Bombendrohung. Endlos lange bleiben wir stehen, und ob es von der Nacht kommt oder davon, daß ich allein bin, vom Gespräch dieses Abends oder von meinem Alter: Ich muß an den Krieg denken, an die Saugkraft dieses fremden Landes, das immer, ob es will oder nicht, andere Länder in sein Schicksal mit hineinzieht.

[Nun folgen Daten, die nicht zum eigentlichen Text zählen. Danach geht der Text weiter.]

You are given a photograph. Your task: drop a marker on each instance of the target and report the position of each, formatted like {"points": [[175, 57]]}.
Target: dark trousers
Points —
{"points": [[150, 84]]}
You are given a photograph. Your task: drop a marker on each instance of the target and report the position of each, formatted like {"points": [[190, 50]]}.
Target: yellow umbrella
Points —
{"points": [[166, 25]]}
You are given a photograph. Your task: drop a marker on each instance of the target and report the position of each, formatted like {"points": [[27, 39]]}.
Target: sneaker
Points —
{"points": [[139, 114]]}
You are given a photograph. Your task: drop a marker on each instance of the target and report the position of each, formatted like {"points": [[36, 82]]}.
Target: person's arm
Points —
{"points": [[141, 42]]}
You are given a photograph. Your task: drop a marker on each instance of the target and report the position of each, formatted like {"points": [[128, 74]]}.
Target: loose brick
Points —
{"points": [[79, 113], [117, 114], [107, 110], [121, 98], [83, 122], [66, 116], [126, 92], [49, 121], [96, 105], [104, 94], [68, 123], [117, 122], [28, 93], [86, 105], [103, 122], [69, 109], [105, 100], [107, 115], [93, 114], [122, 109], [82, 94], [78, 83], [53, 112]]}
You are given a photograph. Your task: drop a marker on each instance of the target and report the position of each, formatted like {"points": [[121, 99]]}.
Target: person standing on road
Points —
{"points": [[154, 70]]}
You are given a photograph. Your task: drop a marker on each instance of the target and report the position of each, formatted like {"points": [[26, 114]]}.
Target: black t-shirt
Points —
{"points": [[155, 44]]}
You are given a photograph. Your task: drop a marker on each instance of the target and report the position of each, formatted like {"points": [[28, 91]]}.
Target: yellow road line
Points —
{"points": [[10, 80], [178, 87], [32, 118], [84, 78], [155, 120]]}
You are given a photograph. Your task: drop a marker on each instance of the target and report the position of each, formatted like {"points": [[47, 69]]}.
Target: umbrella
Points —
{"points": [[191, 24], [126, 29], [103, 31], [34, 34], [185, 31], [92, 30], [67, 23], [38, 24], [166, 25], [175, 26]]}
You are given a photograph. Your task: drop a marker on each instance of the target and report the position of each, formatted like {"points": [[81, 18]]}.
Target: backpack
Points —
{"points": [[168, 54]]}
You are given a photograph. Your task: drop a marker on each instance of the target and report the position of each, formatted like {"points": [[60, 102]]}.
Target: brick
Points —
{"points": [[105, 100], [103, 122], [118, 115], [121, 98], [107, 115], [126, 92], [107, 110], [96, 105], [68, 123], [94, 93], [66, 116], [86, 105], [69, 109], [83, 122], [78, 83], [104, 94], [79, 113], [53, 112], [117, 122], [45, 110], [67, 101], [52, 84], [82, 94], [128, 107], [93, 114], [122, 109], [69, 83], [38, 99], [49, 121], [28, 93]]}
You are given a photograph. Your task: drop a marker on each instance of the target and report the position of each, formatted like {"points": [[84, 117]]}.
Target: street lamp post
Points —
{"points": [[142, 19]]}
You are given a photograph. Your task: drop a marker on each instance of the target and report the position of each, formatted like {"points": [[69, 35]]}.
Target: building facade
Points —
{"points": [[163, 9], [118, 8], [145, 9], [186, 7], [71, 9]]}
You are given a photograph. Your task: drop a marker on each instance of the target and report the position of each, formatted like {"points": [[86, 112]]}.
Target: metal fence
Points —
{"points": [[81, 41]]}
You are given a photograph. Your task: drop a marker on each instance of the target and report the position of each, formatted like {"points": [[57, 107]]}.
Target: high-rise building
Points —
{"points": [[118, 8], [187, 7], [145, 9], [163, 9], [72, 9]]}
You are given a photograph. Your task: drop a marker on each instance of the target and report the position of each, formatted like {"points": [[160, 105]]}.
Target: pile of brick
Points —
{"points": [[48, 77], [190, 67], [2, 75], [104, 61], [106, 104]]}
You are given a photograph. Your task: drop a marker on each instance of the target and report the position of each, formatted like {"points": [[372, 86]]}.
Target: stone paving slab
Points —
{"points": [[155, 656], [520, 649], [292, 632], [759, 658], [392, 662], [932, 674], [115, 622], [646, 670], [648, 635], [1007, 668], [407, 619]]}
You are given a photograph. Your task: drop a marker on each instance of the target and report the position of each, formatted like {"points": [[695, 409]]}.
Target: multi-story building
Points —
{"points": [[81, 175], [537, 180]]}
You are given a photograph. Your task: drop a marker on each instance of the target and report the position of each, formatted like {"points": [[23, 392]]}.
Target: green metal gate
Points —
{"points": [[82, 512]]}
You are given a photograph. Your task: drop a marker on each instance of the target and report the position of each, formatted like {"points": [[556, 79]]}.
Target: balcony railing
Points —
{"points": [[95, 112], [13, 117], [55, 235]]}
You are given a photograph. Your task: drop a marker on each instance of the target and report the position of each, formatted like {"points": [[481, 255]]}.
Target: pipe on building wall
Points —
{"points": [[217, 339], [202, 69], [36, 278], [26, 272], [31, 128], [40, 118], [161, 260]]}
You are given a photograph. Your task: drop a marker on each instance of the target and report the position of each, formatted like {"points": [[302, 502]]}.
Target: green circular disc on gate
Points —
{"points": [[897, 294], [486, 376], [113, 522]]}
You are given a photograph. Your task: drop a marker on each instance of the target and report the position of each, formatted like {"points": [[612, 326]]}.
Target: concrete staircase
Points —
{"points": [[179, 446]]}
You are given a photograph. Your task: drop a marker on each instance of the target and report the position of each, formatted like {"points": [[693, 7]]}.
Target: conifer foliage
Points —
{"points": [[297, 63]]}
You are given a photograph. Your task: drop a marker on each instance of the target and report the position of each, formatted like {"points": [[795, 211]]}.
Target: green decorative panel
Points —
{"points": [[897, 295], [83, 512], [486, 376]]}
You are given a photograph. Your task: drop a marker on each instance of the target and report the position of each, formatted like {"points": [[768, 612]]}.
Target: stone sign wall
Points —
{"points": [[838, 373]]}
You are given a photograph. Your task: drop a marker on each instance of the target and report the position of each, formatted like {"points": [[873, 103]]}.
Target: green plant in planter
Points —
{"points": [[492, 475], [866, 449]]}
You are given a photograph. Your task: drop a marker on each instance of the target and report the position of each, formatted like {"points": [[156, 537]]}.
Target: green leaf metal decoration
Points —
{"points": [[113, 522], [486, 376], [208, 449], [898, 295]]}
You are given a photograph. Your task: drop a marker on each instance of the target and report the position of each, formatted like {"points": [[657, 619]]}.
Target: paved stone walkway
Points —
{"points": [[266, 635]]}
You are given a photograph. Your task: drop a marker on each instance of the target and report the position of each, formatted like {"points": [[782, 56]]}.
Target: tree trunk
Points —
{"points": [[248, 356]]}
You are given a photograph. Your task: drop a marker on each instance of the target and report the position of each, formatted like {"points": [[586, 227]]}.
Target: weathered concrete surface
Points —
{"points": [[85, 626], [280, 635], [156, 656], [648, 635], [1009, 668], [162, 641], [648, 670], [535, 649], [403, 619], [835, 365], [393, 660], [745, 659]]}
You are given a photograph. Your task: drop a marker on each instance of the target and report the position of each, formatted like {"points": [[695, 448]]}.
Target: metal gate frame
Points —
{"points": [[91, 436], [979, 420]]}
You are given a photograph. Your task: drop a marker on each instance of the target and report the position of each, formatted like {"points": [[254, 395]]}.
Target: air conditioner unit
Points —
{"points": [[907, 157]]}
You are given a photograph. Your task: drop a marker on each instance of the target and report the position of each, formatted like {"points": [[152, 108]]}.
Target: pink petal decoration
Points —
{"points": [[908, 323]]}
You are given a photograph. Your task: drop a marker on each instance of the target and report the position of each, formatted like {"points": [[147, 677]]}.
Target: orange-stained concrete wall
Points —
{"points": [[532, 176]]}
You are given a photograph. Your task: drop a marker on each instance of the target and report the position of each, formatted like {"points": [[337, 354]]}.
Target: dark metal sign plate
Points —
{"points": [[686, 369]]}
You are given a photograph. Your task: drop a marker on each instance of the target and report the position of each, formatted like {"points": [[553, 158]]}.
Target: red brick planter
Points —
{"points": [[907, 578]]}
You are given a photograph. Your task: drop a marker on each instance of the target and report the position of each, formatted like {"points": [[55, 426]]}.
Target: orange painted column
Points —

Donnerstag abend. Ich bin wieder in Berlin und mit Fotografin und Freund im Taxi unterwegs. Wir unterhalten uns, und auf einmal höre ich in der Stimme aus dem Autoradio etwas, was ich wiedererkenne. Es ist der plärrende, gehetzte, sich selbst noch nicht glaubende Ton großer Ereignisse. Der Taxifahrer ist ein Mädchen, ich bitte sie, das Radio etwas lauter zu stellen, doch das ist nicht mehr nötig, sie erzählt uns von selbst die Neuigkeit, nachdem sie weiß, daß wir sie verstehen. Sie ist aufgeregt, wirft ihre blonden Haare zurück, schreit beinah. Die Mauer sei geöffnet, alle seien auf dem Weg zum Brandenburger Tor, ganz Berlin sei auf den Beinen, wenn wir wollten, würde sie auch hinfahren, sie wollte es auch sehen; wenn es uns nichts ausmache, jetzt dahin zu fahren, würde sie den Zähler abstellen. Der Verkehrsstrom wird zusehends zäher, schon hundert Meter nach der Siegessäule kommt man kaum mehr weiter. In dem qualmenden Trabant neben uns zeigen uns junge DDR-Bürger ihr Visum, ihre Gesichter sind in den nächtlichen Lampen bleich vor Aufregung. Ich sage dem Mädchen, daß sie besser über die John-Forster-Dulles-Allee fahren könnte. Dulles, Reichstag, Krieg, kalter Krieg, hier kann man nichts sagen ohne in einer Vergangenheit zu sprechen. Das düstere Schiff des Reichstags liegt in einem Menschenmeer, alle ziehen zu den hohen Säulen des Tors hinauf, zu den rasenden Pferden ganz oben, die früher in die andere Richtung stürmten. Das Schafott, von dem man Unter den Linden überblicken kann, schwankt unter dem Gewicht der Menschen, mühsam kämpfen wir uns hinauf, jedesmal wenn jemand

herunterkommt, rücken wir wieder um einen Körper auf. Der leere Halbkreis vor den Säulen wird von einem unechten, orangefarbenen Licht angestrahlt, die Phalanx der Grenzsoldaten in diesem Kreis sieht aus wie eine ohnmächtige Reihe gegen die Gewalt der Menge auf unserer Seite. Jedesmal wenn ein Jugendlicher auf die Mauer klettert, versuchen sie ihn herunterzuspritzen, doch der Strahl ist meistens nicht stark genug, und die einsame Gestalt bleibt stehen, triefend naß, ein lebendiges Denkmal in einer Aura weiß beleuchteten Schaumes. Geschrei, Gejohle, das hundertfache Blitzlicht der Kameras, als sei der Stein der Mauer schon durchsichtig, als bestünde er schon fast nicht mehr. Die Jugend tanzt in ihren Wasserstrahlen, die empfindliche Reihe der Soldaten bildet das Dekor ihres Balletts. Im Halbdunkel kann ich ihre Gesichter nicht sehen, und sie sehen nur die Tänzer. Die anderen, das große Tier der Masse, die immer größer wird, können sie nur hören. Dies ist der Abriß ihrer Welt, die einzige Welt, die sie gekannt haben. Auch auf dem Rückweg will das Mädchen den Zähler nicht anstellen. Sie sagt, daß sie glücklich ist, daß sie diesen Augenblick nie mehr vergessen wird. Ihre Augen glänzen. Ihr Freund ist nun irgendwo an der Mauer, gern würde sie diesen Moment mit ihm teilen, aber sie weiß nicht, wo er ist, und außerdem hat sie bis sechs Uhr morgens Dienst.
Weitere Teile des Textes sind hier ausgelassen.